Sin embargo, si su pregunta se refiere a la santificación práctica, la respuesta es: ¡Nunca! Aquellos en quienes se encuentra la mayor medida de santificación, quienes, en otras palabras, son más semejantes a Cristo, son las últimas personas en el mundo en decirlo. CRISTO, y no los logros, llena la visión de sus almas. La excelencia del conocimiento de Cristo Jesús su Señor (ver Filipenses 3:8) es su búsqueda como lo fue la de Pablo, y si hablan de sí mismos es para decir: “No es que ya lo haya alcanzado, ni que ya sea perfecto” (Filipenses 3:12).
Leemos en las Escrituras que el creyente es santificado totalmente. ¿No sería tal creyente perfecto y estaría fuera del alcance de la tentación?
Las personas que no observan el contexto de las expresiones de las Escrituras, a veces suponen que ser santificado por completo es tener la vieja naturaleza completamente erradicada. Sin embargo, una ojeada al pasaje nos ayudará a comprender el significado de estas palabras. Dice así:
“Abstente de toda apariencia de maldad. Y el mismo Dios de paz os santifique enteramente; y ruego a Dios que todo vuestro espíritu, alma y cuerpo sea guardado irreprensible para la venida de nuestro Señor Jesucristo” (1 Tesalonicenses 5:22, 23).
El apóstol Pablo deseaba, con respecto a cada uno de sus conversos, que todo el hombre pudiera ser prácticamente apartado para Dios. Cada una de las tres partes que componen al hombre —espíritu, alma y cuerpo— debía ser afectada, y hasta tal punto que no sólo se mantuviera separado del mal, sino también de toda apariencia de él. Nada menos que esto debería ser el objeto de nuestro deseo de oración incluso ahora. Pero “si decimos que no tenemos pecado, nos engañamos a nosotros mismos, y la verdad no está en nosotros” (1 Juan 1:8). No hace falta decir que si la vieja naturaleza no es erradicada, ningún creyente puede considerarse perfecto o fuera del alcance de la tentación.
¿Por qué la Biblia pone tanto énfasis en esta santificación posicional o absoluta que todos los creyentes poseen para empezar? ¿De qué beneficio práctico es para nosotros?
Es de la mayor importancia posible. La ley puede, en efecto, poner ante nosotros un ideal al que debemos esforzarnos por alcanzar.

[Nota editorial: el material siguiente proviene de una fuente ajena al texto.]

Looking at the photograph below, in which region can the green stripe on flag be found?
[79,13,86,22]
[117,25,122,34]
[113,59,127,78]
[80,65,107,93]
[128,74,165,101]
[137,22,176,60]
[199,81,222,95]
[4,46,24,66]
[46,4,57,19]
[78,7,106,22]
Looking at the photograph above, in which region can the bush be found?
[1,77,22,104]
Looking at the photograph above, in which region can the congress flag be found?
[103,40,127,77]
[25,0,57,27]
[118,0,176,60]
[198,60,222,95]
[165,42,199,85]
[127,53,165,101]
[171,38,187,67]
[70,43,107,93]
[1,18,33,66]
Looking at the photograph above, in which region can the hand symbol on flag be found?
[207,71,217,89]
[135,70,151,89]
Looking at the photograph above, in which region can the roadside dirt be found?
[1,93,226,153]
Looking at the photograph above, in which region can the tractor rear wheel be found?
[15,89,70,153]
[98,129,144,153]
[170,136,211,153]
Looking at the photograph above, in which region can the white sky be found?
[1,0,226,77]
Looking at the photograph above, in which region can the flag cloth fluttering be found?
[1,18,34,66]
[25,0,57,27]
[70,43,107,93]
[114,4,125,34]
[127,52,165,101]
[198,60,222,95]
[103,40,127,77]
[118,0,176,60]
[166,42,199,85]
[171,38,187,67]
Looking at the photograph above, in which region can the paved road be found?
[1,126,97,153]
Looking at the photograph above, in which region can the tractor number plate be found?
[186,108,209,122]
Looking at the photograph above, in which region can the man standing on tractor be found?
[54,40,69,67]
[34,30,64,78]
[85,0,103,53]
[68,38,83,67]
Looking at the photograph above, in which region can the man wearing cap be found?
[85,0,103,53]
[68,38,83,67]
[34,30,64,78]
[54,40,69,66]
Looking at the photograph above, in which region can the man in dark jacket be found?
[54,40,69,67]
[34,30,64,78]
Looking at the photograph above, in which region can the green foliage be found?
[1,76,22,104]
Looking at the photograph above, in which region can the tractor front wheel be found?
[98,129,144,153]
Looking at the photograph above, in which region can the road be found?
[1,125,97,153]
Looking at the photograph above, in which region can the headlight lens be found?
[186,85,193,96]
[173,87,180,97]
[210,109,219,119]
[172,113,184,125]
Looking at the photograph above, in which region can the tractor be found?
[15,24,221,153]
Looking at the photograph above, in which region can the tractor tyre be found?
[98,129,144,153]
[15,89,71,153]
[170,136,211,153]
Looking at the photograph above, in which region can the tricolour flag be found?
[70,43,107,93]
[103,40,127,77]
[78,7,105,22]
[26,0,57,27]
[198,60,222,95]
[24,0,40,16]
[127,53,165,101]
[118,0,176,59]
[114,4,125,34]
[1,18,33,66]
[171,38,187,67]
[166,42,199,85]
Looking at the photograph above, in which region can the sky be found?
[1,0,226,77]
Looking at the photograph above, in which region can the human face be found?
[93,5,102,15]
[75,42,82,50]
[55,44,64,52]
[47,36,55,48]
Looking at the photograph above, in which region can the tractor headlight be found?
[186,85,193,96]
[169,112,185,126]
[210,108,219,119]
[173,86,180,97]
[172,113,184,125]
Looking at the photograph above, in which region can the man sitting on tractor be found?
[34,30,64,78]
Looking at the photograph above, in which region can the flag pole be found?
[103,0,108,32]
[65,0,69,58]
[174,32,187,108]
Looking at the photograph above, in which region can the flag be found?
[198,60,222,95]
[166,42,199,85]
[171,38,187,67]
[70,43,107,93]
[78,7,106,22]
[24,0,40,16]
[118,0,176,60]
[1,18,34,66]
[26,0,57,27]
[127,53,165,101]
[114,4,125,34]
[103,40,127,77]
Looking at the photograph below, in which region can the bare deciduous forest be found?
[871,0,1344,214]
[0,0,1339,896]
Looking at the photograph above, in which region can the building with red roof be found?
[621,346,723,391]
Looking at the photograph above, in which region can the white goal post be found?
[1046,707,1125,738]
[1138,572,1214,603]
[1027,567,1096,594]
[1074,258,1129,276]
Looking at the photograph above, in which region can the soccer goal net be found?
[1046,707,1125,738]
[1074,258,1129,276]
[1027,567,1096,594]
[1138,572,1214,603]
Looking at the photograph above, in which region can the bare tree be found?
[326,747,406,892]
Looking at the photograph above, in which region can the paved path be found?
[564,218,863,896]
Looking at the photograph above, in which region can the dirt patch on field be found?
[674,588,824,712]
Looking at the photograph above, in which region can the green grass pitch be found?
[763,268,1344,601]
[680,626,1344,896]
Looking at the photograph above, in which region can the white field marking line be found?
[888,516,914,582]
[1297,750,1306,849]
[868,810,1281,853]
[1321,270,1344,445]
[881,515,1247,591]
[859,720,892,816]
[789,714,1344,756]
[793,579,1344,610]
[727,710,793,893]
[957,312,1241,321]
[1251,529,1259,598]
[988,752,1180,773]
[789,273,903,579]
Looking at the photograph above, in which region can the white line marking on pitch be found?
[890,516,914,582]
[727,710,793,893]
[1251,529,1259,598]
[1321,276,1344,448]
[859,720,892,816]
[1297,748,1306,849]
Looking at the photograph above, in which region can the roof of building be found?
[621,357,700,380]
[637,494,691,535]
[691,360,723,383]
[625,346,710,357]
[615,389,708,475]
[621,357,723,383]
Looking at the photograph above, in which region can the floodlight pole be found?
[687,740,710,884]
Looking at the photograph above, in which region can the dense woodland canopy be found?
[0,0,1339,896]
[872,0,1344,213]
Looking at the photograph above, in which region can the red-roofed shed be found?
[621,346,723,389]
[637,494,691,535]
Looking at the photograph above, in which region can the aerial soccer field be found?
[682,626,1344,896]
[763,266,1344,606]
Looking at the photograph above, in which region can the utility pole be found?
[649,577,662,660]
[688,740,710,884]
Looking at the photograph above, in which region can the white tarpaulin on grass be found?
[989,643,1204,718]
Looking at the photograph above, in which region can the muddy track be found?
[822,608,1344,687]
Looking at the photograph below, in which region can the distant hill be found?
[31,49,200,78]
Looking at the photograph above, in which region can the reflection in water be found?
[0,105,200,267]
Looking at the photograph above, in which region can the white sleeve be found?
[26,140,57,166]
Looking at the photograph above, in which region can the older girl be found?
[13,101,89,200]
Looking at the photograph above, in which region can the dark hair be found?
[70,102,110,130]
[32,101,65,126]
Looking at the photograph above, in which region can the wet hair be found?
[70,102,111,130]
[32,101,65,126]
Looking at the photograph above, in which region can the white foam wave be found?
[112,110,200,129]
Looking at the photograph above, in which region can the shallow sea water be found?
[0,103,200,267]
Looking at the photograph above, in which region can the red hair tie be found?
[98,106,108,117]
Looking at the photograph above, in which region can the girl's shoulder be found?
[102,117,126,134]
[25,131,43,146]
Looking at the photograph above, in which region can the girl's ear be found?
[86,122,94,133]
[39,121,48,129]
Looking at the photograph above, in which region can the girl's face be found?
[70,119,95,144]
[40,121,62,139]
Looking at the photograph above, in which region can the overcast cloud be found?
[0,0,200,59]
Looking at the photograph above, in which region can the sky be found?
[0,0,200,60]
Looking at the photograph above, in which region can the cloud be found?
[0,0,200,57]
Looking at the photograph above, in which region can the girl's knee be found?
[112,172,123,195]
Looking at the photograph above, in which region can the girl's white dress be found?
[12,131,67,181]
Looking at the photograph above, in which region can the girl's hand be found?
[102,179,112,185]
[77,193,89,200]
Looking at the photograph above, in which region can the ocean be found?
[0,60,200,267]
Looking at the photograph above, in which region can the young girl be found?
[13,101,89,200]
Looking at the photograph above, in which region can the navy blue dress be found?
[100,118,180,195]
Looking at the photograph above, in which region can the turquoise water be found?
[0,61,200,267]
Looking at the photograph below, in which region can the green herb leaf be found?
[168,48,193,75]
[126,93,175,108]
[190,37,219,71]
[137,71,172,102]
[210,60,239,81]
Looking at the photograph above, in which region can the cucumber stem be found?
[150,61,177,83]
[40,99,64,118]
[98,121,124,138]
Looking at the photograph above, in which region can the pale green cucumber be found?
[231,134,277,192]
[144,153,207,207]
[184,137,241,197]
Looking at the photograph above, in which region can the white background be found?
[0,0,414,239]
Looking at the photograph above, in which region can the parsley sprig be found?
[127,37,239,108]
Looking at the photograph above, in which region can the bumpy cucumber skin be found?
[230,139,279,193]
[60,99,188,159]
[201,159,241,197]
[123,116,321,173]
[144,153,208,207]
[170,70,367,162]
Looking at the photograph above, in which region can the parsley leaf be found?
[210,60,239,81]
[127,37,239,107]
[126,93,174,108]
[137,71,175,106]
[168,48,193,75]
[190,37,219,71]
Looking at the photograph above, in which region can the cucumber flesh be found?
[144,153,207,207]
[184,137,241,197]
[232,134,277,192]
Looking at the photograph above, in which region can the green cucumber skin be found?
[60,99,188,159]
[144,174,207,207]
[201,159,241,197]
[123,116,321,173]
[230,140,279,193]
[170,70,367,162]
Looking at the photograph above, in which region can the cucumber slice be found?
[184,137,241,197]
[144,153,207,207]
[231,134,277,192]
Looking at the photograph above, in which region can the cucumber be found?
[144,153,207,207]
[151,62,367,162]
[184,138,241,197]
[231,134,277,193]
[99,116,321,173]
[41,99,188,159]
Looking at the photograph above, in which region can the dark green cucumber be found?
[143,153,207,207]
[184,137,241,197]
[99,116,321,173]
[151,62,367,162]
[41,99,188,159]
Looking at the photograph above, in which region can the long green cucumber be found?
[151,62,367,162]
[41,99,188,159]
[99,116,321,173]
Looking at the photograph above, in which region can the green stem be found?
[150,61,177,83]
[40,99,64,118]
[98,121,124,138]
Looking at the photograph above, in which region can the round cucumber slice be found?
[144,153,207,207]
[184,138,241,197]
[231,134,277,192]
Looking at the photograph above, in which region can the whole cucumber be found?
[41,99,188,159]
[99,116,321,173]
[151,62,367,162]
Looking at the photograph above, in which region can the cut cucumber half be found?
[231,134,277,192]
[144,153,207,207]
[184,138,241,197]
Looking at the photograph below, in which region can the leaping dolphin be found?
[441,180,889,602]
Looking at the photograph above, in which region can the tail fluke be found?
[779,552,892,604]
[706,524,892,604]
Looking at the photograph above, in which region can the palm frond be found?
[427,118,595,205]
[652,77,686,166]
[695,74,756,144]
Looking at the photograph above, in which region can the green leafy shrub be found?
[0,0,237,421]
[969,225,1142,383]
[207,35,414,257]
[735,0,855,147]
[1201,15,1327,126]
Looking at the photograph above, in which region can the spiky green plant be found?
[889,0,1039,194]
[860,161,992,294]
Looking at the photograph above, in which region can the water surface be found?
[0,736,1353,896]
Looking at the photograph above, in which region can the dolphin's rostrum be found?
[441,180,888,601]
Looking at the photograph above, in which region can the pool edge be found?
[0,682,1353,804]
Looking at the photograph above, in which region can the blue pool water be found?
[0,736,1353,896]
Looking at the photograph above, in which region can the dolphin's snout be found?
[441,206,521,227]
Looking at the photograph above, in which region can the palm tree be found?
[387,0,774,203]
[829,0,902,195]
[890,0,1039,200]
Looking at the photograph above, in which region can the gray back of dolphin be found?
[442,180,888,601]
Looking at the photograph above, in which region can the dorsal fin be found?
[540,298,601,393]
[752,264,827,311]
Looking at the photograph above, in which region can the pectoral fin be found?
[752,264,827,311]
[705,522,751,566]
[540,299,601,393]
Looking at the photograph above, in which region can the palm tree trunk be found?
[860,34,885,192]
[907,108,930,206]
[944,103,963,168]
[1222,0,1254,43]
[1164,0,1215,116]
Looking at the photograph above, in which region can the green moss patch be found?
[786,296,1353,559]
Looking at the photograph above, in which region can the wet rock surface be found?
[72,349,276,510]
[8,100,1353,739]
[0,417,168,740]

El camino de Dios en la gracia es mostrarnos lo que SOMOS en Su propia elección soberana, para que podamos ser prácticamente consistentes con ella.
Dos varones nacen el mismo día: uno es hijo de un rey, apartado desde su nacimiento a un alto estado y cargo; el otro es hijo de un mendigo. ¿Por qué es que continuamente el joven príncipe tiene la impresión de que es hijo de un rey? ¿Hay algún beneficio práctico en ello? De hecho, la hay. Los dos niños a menudo caminan por las mismas calles, pero su vida práctica y su comportamiento son tan diferentes como pueden ser. El príncipe está prácticamente separado de muchas costumbres bajas y vulgares, porque por nacimiento estaba absolutamente apartado a la condición real.
Así debe estar siempre con nosotros. Nunca se nos recordará con demasiada frecuencia que por la obra de redención de Cristo, por la obra del Espíritu y por morar en nosotros, hemos sido apartados para Dios. Nada resultará más verdaderamente conducente a una vida santa.